The author sees the patent system as a three-dimensional structure: length (duration), breadth (scope) and height (a measure of disclosure or a minimal inventive step over the state of the art of scientific and technical knowledge). Marginal changes in one dimension of the regime may have an impact on the market and innovation.

He also points out that stronger IPR regimes and granting innovators increasing levels of monopoly rights may increase their rewards from successfully commercialized inventions, but in the long run this may hamper the pace of innovation by restricting the use of progressive techniques in research and the development of new products.

The following chapter discovers the IPR regimes’ impact on the pace and the patterns of innovation and development of information technologies, by observing IPR regimes as an element in a dynamic system, thereby analyzing the role and functionality of IPRs in market competition and innovation.

Not only does Harison look at the interaction between those elements, but he also considers the evolution of software intellectual property regimes over times, and then demonstrates if present software IPRs are overprotected.
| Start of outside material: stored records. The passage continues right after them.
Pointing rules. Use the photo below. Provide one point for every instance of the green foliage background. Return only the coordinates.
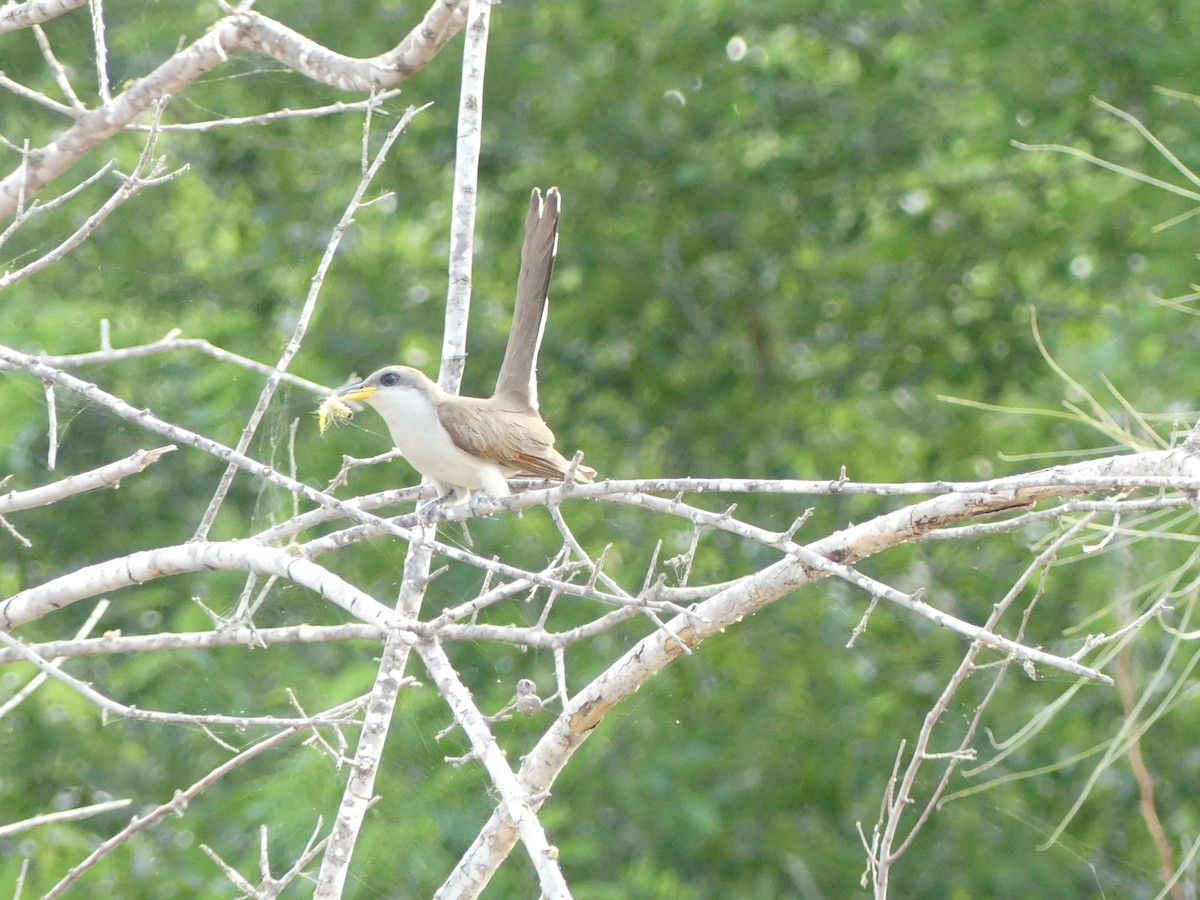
(789, 228)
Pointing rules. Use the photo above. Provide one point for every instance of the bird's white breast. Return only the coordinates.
(423, 439)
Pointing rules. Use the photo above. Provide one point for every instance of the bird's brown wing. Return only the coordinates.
(513, 438)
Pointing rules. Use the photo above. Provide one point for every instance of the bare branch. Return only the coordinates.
(239, 31)
(105, 477)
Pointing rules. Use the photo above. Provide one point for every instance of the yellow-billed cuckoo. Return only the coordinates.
(463, 444)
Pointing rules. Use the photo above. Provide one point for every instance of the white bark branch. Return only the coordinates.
(235, 33)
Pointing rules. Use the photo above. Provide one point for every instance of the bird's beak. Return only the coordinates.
(358, 393)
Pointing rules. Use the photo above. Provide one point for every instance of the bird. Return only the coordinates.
(468, 444)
Interestingly, he finds that ”the open source development mode not only seems to be a paragon for software production, but also dramatically weakens the argument that strong property rights are necessary to create incentives for inventors in software technologies to innovate.” (Chapter 4)

Then the author assesses how the different degrees of source code disclosure influence the quality of software products and technologies and the profitability of producers. By using a simulation model, he shows that the firms operating under less protective regimes are more innovative and produce higher quality products.

However, if patents protection is extremely strong, rival firms would be preempted from introducing advanced product versions and from furthering the technology.

The author also finds that providing patent protection for software during the 1980s has slowed down the pace of development in information technologies, and the open source mode of development is superior to the present regime, although it would be less efficient than under short-term patents. Based on those findings, Harison introduces his proposal for a desirable design of the IPR regime.

In Chapter 7, by exploring how firms adapt to the changes in the legal environment, the author finds that the changes of the US patenting policy have affected the structure of the ownership of patent rights in software technologies. The book also answers if the computer programs should be treated like physical machines that perform similar tasks (Chapter 8).

Harison’s book is an economic thesis, in which the author always considers IPR as a specific element in a dynamic model and observes how the change of each element will affect others, thereby finding an optimal balance for them. While the operation in the real world is much more complex than in those models, the book still can provide an economic rationale behind the IPR regimes for software technology protection. The book is, therefore, suitable for IP law students, researchers as well as for policy makers.